McDonald's gives Indy's Ribbs a taste of corporate America

May 25, 1991|By Sandra McKee | Sandra McKee,The Evening Sun

INDIANAPOLIS OJB — INDIANAPOLIS -- Willy T. Ribbs walked into his afternoon news conference a few minutes late.

"I'm really sorry about the delay," Ribbs said. "But I just got back from court, where I officially had my name changed to Willy T. McRibbs."

If anyone deserved a break today, it was Ribbs, who announced he'd signed with McDonald's as his first major corporate sponsor.

Ribbs, driving for the Derrike Walker team, is the first black to qualify for the Indianapolis 500. And he has done it virtually without the support of corporate America.

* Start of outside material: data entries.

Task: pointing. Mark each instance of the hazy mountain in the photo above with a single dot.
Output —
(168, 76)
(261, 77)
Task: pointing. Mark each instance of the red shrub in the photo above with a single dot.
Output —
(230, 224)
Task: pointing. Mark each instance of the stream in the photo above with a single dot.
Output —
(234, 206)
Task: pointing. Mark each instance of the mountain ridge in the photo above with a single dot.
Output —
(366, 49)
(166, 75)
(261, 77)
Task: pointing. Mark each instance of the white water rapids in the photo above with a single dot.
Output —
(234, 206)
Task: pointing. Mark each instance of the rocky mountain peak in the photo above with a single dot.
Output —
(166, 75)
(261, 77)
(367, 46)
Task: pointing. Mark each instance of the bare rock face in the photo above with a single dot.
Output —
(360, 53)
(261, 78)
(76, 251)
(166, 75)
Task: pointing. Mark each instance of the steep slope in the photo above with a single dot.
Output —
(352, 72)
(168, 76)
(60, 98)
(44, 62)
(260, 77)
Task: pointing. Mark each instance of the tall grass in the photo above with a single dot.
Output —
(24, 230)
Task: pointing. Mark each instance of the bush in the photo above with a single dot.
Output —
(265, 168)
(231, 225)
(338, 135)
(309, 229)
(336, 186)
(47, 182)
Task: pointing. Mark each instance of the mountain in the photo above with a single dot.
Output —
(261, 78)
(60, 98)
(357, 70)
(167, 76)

But, tomorrow, when he starts his engine in the middle of Row 10, his Lola/Buick will be wearing the golden arches.

"It is no secret we need a lot of money," said car owner Walker. "We still have a lot more space on the car to cover, but this is a start. McDonald's is a well-known company well-respected by corporate America. If McDonald's sees that we have a team worth supporting, it sends a signal to everyone else. Even if they were just giving us free burgers, it would have been enough."

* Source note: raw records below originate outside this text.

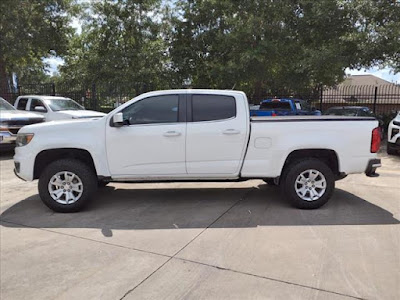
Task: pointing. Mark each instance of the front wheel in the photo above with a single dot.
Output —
(308, 184)
(67, 185)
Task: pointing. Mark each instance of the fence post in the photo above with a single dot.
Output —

Just how much money McDonald's is investing in the one-race deal is unknown. McDonald's spokesman Roger Lipker said it is not company policy to discuss financial terms, nor would he say whether sponsorship would extend beyond tomorrow's race.

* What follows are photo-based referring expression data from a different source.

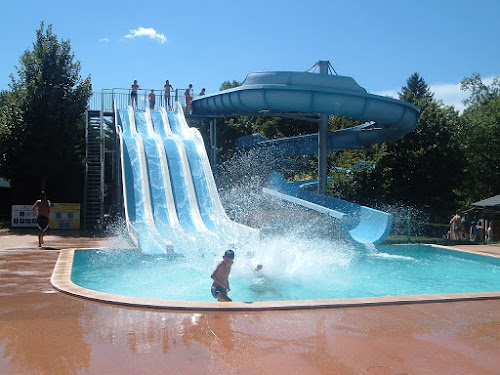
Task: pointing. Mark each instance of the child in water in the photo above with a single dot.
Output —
(220, 286)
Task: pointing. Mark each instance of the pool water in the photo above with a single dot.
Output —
(288, 274)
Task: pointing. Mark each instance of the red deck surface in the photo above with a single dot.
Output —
(43, 331)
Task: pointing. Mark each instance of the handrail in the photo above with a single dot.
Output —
(103, 100)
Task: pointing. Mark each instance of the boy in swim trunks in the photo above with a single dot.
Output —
(220, 287)
(41, 208)
(133, 94)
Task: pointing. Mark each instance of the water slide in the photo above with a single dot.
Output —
(170, 197)
(309, 94)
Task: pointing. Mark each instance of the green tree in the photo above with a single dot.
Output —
(52, 98)
(480, 138)
(424, 167)
(415, 90)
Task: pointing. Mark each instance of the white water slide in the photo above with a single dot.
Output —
(170, 197)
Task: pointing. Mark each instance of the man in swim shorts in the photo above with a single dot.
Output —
(41, 208)
(220, 286)
(133, 93)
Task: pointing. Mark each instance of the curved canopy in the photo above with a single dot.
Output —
(302, 92)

Still, Ribbs seemed enthusiastic about the deal.

"When our team arrived here in early May, it was like we were running a marathon," Ribbs said. "We were running long, hard and uphill. When we qualified, it was like we were on top of the hill, and we could catch our breath a little bit. Now, with this deal, we're running downhill, and it makes breathing a little easier -- and Derrike can sleep better."

Before signing with McDonald's, the Walker team was operating on a donation of "a couple hundred thousand" dollars from actor/comedian Bill Cosby and Walker's Visa card.

The debt, after five blown engines during Indy 500 practice and qualifying, reportedly reached as much as $400,000.